The 19th World Conference on Lung Cancer (WCLC) was recently held from September 23 to 26 in Toronto, Ontario, Canada. Important results were presented from several studies that have the potential to impact clinical practice. Over the next few weeks, prIME LINES will highlight some key results, beginning with highly anticipated overall survival (OS) data from the phase III PACIFIC trial that were simultaneously published in The New England Journal of Medicine.
The PACIFIC trial (N = 713) compared chemoradiation followed by the PD-L1 inhibitor durvalumab (10 mg/kg every 2 weeks for up to 12 months) to chemoradiation followed by placebo in patients with unresectable stage III non-small cell lung cancer (NSCLC). Initial results from this study, published in 2017, demonstrated an 11.2-month improvement in progression-free survival (PFS) for durvalumab maintenance after chemoradiation. These results led to approval of durvalumab in this setting.
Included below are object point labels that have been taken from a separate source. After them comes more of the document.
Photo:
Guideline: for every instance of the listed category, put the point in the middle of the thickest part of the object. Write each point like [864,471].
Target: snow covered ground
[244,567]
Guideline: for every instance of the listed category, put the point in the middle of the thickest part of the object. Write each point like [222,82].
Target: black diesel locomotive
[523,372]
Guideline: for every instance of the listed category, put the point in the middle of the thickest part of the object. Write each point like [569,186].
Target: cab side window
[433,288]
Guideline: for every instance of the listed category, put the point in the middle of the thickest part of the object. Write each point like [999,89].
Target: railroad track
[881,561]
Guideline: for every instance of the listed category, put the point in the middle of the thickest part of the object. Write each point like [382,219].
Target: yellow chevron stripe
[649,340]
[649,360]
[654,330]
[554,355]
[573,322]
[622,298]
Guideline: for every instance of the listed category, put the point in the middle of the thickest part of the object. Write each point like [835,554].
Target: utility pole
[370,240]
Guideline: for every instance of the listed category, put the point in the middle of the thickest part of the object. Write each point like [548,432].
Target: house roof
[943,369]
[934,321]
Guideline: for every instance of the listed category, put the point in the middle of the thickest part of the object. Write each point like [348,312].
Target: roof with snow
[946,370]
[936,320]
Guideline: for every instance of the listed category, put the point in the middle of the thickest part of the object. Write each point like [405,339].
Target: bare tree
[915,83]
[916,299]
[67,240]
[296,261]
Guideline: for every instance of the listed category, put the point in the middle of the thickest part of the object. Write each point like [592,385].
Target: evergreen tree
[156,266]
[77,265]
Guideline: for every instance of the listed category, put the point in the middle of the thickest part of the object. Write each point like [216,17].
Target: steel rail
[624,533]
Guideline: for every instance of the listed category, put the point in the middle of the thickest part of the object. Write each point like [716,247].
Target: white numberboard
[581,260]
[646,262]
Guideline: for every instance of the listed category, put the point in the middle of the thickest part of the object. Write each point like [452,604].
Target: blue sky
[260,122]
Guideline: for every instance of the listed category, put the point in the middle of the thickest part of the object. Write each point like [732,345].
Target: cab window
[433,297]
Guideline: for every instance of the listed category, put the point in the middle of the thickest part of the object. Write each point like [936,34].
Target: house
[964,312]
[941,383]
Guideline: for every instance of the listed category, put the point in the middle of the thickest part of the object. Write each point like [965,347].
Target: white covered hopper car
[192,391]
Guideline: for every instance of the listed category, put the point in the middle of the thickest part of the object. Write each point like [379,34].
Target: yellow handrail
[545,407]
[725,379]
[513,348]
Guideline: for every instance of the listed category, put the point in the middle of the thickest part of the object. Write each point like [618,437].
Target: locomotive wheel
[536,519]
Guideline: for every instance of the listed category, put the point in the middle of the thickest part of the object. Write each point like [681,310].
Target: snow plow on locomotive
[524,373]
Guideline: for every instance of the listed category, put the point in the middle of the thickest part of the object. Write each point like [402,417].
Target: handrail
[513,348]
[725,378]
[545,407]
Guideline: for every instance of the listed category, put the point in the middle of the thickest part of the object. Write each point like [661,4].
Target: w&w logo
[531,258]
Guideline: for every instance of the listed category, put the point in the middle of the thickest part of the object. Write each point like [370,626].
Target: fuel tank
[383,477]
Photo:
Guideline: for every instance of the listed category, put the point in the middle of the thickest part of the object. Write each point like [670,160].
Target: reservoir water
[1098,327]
At the WCLC Presidential Symposium, Scott Antonia, MD, PhD (Moffitt Cancer Center, Tampa, Florida), presented updated results of this study from a median 25.2-month follow-up, including first analysis of OS. Compared to placebo, consolidation with durvalumab after chemoradiation resulted in a statistically significant and clinically meaningful improvement in OS (not reached vs 28.7 months; HR 0.68, P = .00251). The 2-year OS rate was 66.3% in patients receiving durvalumab and 55.6% in patients receiving placebo. The PFS benefit of durvalumab remained consistent with prolonged follow-up. The 18-month PFS rate was 49.5% in patients receiving durvalumab, comparted to 26.7% in patients receiving placebo (HR 0.51). Subgroup analysis found a clear PFS and OS benefit for the addition of durvalumab after chemoradiation in all prespecified patient subgroups, with the exception of OS in patients with PD-L1 expression <1%, as observed in a post-hoc analysis requested by regulatory health authority. Of note, PD-L1 testing was not required in this study and PD-L1 status was unknown for 37% of patients. In the updated analysis, improvements in time to death or distant metastasis, incidence of new lesions, and objective response rate were maintained and consistent with the previous report, indicating substantial anticancer activity of durvaluamb and its favorable effect for preventing metastatic spread. The adverse event (AE) profile of durvalumab also remained consistent with previous analysis, and no new safety signals were observed with prolonged follow-up. Grade 3 or 4 AEs of any cause occurred in 30.5% of the patients receiving durvalumab and 26.1% of those receiving placebo. The most frequent AEs leading to discontinuation of durvalumab was pneumonitis (4.8%).
In his discussion of this study, Everett Vokes, MD (University of Chicago, Chicago, Illinois, United States), indicated that maintenance durvalumab following chemoradiation is the standard of care in patients with unresectable stage III NSCLC and should serve as a new control reference. However, he highlighted patients should be tested for PD-L1 expression prior to durvalumab treatment, and alternate strategies considered for those with PD-L1 expression <1%.